Pero también crecieron esas malas hierbas que crecen en las construcciones simbólicas. Se asoció la Constitución con la paz, la prosperidad, la unidad nacional y la Corona. Igual que atacando una bandera, por ejemplo española, atacas lo que simboliza, por ejemplo España, atacando la Constitución atacas lo que simboliza: nuestra unidad y el período más próspero de nuestra historia. Se utiliza el símbolo para inocular falsedades y manipular. Y además se reduce el símbolo a lo que se quiere que simbolice. Nadie percibe que obligar a que la gente trabaje más años y a que se haga planes privados de pensiones sea un ataque a la Constitución; ni que vaciar la hucha de las pensiones sea un desafío constitucional. Nadie discute los pagos sanitarios y los recortes en dependencia y educación como contrarios a la Constitución y al «espíritu de la transición». Nadie parece querer asociar la Constitución con que los derechos básicos sean amparados y garantizados por el estado, aunque el texto constitucional da para ello. En cuanto la Constitución se hace símbolo de unidad nacional y prosperidad, deja de ser todo lo demás.
Pero además, en cuanto la propaganda recarga el carácter de símbolo de la Constitución, le pasa como al acto de morder una manzana cuando es sólo símbolo de que la manzana está buena: que no hace falta que sea de verdad. Antes del famoso desafío independentista, ya se habían puesto patas arriba los derechos fundamentales establecidos en la ley de leyes. No hay más derechos que los que se puedan financiar, dijeron, y en un país endeudado por juegas bancarias no es sostenible tanto derecho para todo el mundo. Cuanto más símbolo sea, menos en serio hace falta tomarla. Antes del desafío independentista ya se habían quebrado los acuerdos en los que se basaba nuestra convivencia de manera arrolladora. Pero los interesados ya habían hecho a la Constitución símbolo de lo que querían que traguemos. La propaganda sólo habla de la Constitución («las normas que nos dimos entre todos») cuando se critica a la clase política como grupo por sus irritantes regalías, se ataca la unidad nacional o se pretende discutir el coste de la Iglesia o el papel de la Monarquía. Pero no cuando se recorta la educación, cuando una ley ataca la libertad de expresión o la Iglesia inmatricula inmuebles a sus anchas.

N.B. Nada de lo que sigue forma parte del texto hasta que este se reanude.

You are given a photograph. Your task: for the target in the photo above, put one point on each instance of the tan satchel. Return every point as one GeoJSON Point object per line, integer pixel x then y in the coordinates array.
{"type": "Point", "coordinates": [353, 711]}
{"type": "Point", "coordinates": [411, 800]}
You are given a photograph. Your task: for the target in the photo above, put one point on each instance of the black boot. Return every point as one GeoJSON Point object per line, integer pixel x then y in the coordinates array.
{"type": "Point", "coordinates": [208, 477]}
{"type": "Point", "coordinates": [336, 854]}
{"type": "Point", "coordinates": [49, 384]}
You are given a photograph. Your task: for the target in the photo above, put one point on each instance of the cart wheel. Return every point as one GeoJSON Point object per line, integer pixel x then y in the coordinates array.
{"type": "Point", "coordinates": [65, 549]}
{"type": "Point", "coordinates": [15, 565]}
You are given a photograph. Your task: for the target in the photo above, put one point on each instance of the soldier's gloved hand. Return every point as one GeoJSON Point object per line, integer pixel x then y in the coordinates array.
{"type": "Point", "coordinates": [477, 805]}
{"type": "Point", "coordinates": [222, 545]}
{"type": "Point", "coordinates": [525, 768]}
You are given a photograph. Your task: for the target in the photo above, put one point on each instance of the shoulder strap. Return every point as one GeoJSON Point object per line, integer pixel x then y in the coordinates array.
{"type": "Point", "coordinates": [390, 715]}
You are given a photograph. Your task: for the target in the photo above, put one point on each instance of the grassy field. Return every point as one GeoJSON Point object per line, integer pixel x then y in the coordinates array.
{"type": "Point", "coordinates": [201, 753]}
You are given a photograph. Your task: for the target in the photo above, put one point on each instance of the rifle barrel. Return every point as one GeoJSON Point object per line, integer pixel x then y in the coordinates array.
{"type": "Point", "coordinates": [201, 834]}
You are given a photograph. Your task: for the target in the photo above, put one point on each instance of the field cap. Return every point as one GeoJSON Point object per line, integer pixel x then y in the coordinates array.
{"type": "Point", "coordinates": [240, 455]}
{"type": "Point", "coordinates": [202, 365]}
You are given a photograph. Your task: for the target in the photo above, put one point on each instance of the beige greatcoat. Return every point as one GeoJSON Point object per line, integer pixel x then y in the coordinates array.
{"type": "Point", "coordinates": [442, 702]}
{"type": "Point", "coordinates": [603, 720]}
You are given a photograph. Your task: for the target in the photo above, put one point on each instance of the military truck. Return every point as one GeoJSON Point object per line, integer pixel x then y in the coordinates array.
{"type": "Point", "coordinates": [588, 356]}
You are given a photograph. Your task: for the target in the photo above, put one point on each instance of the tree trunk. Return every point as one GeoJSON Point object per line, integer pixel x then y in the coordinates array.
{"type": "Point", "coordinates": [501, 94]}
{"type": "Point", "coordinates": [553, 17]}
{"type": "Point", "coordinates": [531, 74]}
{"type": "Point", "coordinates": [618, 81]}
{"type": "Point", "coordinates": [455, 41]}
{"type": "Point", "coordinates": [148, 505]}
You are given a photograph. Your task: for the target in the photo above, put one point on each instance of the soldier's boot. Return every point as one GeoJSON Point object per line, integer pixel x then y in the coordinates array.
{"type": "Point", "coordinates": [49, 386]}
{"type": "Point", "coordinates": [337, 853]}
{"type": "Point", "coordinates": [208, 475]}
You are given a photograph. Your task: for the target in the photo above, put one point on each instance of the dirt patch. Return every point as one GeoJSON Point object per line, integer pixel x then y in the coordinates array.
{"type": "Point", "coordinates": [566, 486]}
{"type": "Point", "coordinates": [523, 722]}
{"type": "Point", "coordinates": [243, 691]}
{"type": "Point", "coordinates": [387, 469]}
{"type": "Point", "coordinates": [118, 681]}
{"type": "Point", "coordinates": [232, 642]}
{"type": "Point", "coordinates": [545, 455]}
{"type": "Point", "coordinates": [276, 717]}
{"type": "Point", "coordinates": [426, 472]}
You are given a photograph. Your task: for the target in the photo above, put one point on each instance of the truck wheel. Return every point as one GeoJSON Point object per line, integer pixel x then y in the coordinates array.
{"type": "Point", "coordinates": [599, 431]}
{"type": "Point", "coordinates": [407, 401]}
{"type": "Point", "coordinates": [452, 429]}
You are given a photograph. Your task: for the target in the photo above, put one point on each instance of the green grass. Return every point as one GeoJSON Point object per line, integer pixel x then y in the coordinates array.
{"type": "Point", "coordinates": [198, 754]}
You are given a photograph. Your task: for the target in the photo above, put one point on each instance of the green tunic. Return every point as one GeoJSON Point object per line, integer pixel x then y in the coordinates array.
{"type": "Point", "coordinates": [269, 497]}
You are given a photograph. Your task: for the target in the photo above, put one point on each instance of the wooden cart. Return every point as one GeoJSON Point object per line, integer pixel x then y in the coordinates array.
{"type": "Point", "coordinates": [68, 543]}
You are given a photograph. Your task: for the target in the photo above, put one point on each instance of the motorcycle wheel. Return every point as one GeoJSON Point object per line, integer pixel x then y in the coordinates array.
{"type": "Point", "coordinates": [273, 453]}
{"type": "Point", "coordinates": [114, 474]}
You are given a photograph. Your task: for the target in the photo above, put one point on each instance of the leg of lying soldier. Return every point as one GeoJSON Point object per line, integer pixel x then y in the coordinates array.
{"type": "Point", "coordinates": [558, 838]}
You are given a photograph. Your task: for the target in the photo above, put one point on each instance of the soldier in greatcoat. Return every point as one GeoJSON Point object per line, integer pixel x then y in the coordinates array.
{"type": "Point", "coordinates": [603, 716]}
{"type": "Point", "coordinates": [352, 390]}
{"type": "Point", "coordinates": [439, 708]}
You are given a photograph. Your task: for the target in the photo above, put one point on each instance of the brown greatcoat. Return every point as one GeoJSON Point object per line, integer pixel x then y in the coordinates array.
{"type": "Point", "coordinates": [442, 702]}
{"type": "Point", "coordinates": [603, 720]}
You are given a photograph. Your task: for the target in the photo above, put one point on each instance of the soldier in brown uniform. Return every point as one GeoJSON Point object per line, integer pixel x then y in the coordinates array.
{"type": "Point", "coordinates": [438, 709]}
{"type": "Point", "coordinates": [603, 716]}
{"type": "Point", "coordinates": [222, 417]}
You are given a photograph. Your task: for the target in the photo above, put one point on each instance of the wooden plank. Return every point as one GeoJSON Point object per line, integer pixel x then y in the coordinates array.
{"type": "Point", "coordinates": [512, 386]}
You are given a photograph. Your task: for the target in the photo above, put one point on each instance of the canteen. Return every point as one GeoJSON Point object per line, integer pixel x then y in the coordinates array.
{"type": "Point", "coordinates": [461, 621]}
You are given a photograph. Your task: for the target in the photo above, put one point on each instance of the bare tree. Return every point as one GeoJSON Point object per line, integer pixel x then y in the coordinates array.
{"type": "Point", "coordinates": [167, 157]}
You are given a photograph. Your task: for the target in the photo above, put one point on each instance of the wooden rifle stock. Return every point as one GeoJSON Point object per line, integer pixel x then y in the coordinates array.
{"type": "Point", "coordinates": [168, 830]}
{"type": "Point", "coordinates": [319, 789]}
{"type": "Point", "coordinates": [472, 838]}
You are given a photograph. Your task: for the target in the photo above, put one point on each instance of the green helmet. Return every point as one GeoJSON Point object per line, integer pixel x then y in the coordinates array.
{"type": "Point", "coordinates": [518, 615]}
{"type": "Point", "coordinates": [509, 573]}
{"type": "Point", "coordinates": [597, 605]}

La Constitución del 78 tiene cierto carácter simbólico, sin duda. Incluso derogada debe ser respetada como un símbolo nacional. Pero exagerar su carga simbólica hace que se reduzca a lo que los propagandistas quieren y que desaparezca su asociación con otras cosas; siembra la cizaña de que pretender su adaptación es renegar de lo que los propagandistas quieren que simbolice; y se hace una pantomima como cualquier cosa que se haga demasiado simbólica. Uno podría suponer que acometer una reforma de la Constitución donde se pueda discutir de todo sería lo más parecido a juntarnos a hablar de nuestras cosas y ponerlas en orden. Y esos momentos en que se hablan de las cosas comunes son momentos de unidad, no de quebranto. Pero el simbolismo que le cargan a la Constitución hace parecer bélico el hablar de cosas comunes. El fondo de la cuestión sigue siendo el de siempre: proteger a España de los españoles. Ese fondo tan querido por el despotismo.